We are in the midst of some heated debate in this country on issues of culture, religion, morality, etc. It might be good to look back at some of what previous Ecumenical Patriarchs have said on some of these issues. Back in 1568 there was mistreatment of the Jews on the island of Crete. Patriarch Metrophanes III of Constantinople wrote the following concerning that mistreatment:
Injustices, therefore, and slander, regardless whomever acted upon or performed against, is still injustice. The unjust person is never relieved of responsibility for these acts under the pretext that the injustice is done against a heterodox and not against a believer.
Sadly, all too many Orthodox did not follow the admonition in his encyclical. The movie Fiddler on the Roof records at least one of the Russian pogroms against the Jews, even though such were forbidden by Ecumenical Patriarchs. But, in the same way we must be cautious how we treat those among us who are not of our faith. We cannot commit injustices against them on the grounds that their faith is to not be trusted in any way. Back in the 1500’s, Jews were classified as Christ-killers and were persecuted under that justification. Today all too many classify Muslims as proto-jihadists and justify any violation of their civil rights as justified. “It is not wrongful profiling. It simply makes sense.” But, as Patriarch Metrophanes III said, “Injustices … and slander … is still injustice.”
Does that mean that we have to accept anything that a non-believer says and allow it into society? No! The current Patriarch of Constantinople, Bartholomew, has written:
We stand firmly against those who violate the sanctity of human life and pursue policies in defiance of moral values. We reject the concept that it is possible to justify one’s actions in any armed conflicts in the name of God.

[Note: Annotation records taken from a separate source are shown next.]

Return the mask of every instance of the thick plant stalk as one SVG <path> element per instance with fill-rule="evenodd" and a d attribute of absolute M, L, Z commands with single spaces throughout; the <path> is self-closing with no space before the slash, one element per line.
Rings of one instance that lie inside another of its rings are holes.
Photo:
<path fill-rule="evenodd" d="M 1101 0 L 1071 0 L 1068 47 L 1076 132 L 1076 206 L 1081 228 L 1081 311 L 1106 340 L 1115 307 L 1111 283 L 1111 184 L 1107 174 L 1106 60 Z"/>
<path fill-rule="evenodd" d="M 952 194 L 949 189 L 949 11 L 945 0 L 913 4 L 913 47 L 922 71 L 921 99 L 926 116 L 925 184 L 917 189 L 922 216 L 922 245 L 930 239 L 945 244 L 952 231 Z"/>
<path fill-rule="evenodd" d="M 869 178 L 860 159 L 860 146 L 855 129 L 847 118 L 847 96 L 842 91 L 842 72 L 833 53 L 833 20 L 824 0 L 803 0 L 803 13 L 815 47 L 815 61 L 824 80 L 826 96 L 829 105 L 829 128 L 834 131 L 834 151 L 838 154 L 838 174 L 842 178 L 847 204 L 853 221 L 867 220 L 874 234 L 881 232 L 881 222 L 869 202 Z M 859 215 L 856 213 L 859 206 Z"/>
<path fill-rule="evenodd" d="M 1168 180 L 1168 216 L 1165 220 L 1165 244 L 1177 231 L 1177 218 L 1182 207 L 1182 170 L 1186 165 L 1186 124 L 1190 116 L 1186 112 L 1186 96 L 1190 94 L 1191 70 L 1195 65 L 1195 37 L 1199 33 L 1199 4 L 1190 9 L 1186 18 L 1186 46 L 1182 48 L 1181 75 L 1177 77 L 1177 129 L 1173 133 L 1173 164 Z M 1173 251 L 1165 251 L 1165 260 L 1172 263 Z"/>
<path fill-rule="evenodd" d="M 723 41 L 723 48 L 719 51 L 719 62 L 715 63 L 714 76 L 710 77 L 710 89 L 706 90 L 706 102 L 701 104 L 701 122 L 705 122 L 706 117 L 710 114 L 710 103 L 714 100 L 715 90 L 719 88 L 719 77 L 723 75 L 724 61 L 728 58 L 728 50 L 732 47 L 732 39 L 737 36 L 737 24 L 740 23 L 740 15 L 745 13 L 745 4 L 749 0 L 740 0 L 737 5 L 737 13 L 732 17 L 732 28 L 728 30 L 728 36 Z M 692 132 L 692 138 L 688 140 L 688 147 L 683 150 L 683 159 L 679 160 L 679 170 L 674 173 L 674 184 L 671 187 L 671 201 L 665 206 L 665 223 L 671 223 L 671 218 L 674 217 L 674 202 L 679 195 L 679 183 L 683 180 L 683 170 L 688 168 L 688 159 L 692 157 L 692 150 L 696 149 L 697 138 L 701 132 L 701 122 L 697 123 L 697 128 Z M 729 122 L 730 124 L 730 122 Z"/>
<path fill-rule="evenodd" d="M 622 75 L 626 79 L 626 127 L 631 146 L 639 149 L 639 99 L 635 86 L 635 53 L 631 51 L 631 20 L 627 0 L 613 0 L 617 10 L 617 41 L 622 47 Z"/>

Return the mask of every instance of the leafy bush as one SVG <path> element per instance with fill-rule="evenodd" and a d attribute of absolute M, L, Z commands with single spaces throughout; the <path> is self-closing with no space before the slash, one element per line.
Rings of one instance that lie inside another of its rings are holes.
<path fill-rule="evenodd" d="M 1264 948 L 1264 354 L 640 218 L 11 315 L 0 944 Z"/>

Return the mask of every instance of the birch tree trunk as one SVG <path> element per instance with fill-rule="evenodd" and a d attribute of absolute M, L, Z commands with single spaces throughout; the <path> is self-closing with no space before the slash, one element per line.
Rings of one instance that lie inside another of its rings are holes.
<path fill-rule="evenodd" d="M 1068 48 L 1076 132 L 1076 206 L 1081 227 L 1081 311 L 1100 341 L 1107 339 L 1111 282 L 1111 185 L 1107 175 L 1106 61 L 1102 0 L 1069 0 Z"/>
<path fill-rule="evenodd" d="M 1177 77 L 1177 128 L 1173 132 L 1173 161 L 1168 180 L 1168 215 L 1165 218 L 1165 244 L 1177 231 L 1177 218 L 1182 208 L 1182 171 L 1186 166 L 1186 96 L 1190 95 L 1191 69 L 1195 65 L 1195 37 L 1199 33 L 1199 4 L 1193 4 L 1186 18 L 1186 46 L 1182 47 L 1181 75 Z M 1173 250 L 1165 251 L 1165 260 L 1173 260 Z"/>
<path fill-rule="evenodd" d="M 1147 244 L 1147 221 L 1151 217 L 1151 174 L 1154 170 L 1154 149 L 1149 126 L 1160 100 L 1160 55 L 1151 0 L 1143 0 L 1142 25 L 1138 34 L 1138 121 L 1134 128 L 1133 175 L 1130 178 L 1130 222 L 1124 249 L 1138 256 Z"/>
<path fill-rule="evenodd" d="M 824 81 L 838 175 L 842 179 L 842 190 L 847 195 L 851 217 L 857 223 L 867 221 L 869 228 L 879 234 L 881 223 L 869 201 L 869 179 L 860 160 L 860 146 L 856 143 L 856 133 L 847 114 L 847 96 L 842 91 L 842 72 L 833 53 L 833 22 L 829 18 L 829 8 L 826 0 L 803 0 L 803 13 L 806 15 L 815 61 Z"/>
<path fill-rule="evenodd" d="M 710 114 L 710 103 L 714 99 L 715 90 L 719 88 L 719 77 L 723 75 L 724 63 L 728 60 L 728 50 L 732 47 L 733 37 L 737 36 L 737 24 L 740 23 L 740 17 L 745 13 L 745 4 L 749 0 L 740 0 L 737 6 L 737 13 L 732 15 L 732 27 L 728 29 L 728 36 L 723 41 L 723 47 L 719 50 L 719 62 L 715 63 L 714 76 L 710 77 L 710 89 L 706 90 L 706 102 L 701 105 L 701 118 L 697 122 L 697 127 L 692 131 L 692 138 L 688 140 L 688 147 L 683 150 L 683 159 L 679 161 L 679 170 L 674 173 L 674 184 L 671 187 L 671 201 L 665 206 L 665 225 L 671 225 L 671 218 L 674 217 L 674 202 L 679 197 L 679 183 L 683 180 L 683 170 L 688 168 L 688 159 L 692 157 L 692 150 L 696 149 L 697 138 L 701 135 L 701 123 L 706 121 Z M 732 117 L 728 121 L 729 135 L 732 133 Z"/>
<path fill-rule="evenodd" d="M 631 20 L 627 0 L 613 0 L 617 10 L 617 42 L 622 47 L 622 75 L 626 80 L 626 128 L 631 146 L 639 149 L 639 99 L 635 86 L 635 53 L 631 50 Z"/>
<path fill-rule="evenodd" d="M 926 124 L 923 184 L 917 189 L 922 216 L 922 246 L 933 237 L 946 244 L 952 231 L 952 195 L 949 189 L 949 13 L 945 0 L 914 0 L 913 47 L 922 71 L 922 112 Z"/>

Oops, wait! Guess what Patriarch Bartholomew did. He connected killing babies and killing adult humans in war. I have previously mentioned that the Orthodox view of war is that it can never be justified per se. And I did so quoting from an OCA statement back then. Both of the major strains of Eastern Orthodoxy agree. War is never justifiable. But, both sides say that given the current sinful state of the world, States may choose to fight wars as the lesser of two evils. But note this very carefully. Patriarch Bartholomew connects believing in the sanctity of human life with a very pro-life view that includes matters such as war and other pro-life matters. But, he is not the only one. The Standing Conference of the Canonical Orthodox Bishops in the Americas (SCOBA) made the following statement way back 30 years ago:
It is true that the Christian community’s concern has recently seemed to be selective and disproportionate in this regard, e.g., in the anti-abortion campaign. Too often human life has been threatened or even destroyed, especially during times of war, internal strife, and violence, with little or no protestation from the Christian leadership. Unfortunately, the impression has frequently been given that churchmen are more concerned with establishing the legitimacy of war or capital punishment than with the preservation of human life. We know that this has been a scandal for many, both believers and unbelievers. We feel constrained at this point in history to affirm that the “right to life” implies a right to a decent life and to full human development, not merely to a marginal existence.
You see, when we are anti-abortion, but then go out of our way to justify capital punishment, when we cheer over the killing of an enemy, when we claim that enhanced interrogation is not bad, when we are more concerned with justifying any war than with the preservation of adult human life in both quantity and quality, then, as the statement says, “this has been a scandal for many, both believers and unbelievers.” Note that the right to life includes the right, “… to a decent life and to full human development, not merely to a marginal existence.” Orthodox believers need to make sure that their attitudes towards the poor are correct attitudes, so say our bishops.
This is not to say that we have to put up with every bit of radical violence and craziness. Patriarch Bartholomew goes on to say:
We, however, most categorically condemn every kind of fanaticism, transgression and use of violence regardless of where they come from. …
Religious extremists and terrorists may be the most false prophets of all, for not only do they commit horrible crimes against humanity – they do so in the name of a lie.
And ultimately Patriarch Bartholomew calls us who are consecrated to God to a special involvement:
There has never been a greater need for spiritual leaders to engage themselves in the affairs of this world. We must take a visible place on the stage, especially because too many crimes today are taking place in the name of faith.
Let me give you this final quote about tolerance:
The reconciliation role of Christianity can only be initiated and sustained by and through the voice and ear of genuine tolerance. The virtues of tolerance, together with its twin virtue of diversity, reflect the divine attributes of love which God maintains in His essence perfectly, infinitely, indescribably, and inexhaustibly.
Tolerance and diversity. If you are an Orthodox Christian, you need to look at the quotes above and think through how the above applies to practical issues, not just abortion, but also healthcare, welfare, war, enhanced interrogation, etc. The Orthodox pro-life position, like the Roman Catholic position is much more than simply being anti-abortion. Are we against elective abortion? YES. But we are much more than against elective abortion. We are truly pro-life. So, make a choice. Become fully and truly Orthodox pro-life!